Towards South, Batumi
If you're going to Batumi (or South in general): Go to the central bus station and then follow the main road out of the centre. This might take you a while. If you see a Marshrutka (minibus) with a number, you may stop it (raise your arm) at any point and use it to leave the city before trying to catch cars to Batumi.
Towards North, Tbilisi
If you're trying to go to Tbilisi (or North in general, since transit traffic is not allowed in Kobuleti): Go to the general bus station and follow the road to your left (upon facing the station). Shortly after the turn, you will be able to hitchhike.
If you want to leave the city via Griogleti (then Poti etc.), you need to follow the main road from the centre along the coast until the houses stop. You might try to stop cars near the gas stations or catch a marshrutka (a minibus) to get you out of the center.
If you're planning to visit Mtirala (highly recommended!), try to hitchhike to Chakvi (direction of Batumi) and then take a local Marshrutka to Chakvistavi (the traffic between Chakvi and Chakvistavi is rather thin). There are signs (in Latin writing) indicating the road to the national park.
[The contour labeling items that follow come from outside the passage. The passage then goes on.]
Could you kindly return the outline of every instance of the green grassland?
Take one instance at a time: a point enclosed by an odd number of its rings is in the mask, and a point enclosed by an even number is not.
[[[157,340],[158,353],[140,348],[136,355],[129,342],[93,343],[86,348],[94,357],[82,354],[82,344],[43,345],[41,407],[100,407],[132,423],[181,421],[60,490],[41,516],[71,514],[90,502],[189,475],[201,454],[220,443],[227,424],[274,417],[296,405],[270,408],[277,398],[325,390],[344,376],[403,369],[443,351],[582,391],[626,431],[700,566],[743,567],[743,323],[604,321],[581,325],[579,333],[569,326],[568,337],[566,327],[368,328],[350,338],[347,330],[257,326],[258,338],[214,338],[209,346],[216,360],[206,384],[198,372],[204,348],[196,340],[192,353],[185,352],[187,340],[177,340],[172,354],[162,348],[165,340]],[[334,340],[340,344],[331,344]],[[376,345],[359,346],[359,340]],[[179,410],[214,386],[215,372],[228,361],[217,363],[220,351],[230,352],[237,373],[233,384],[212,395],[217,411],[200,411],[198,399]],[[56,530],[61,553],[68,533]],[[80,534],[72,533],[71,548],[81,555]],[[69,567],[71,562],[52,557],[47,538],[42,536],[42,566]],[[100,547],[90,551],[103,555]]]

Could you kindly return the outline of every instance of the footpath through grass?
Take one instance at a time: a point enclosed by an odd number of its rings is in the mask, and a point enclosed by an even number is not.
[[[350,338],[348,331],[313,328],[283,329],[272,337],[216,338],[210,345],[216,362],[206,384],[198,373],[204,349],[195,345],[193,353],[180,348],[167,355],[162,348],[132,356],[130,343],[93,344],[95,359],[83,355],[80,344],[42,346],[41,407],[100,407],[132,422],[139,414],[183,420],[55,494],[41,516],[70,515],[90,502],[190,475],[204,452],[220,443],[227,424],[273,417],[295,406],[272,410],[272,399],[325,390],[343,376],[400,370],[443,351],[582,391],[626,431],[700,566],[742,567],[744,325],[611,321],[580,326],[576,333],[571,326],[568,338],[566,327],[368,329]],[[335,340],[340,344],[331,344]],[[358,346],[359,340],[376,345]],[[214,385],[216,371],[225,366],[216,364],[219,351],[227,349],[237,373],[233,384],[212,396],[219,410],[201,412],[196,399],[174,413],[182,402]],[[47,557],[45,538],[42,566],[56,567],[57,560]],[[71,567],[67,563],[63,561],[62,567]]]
The city is spread along the coast, so you be sure not to leave your hitchhiked car too early because you might have to walk for ages until you reach the centre. If you are looking for a place to set up a tent, make sure to stay in the Northern part, as you will find a great area for camping at the beach.
Accommodation and Sleep
Upon entering the city from direction Poti, you can find a lot of free camping space with grass and some shadow between the road and the beach on your right side shortly after passing through Grigoleti. Lots of Georgians camp here as well and it is perfectly acceptable. Inside the town, you should avoid camping directly at the beach. There are a number of guesthouses and private rooms (around 25-40 Lari per night as of 2017) and, of course, a large number of middle class and pricey hotels.
Even in the summer, some local bazaars might close early. Supermarkets, like the Nikora at the central place in Kobuleti, are open 24/7. You will find many restaurants, often in hotels, with traditional Georgian food and several bars.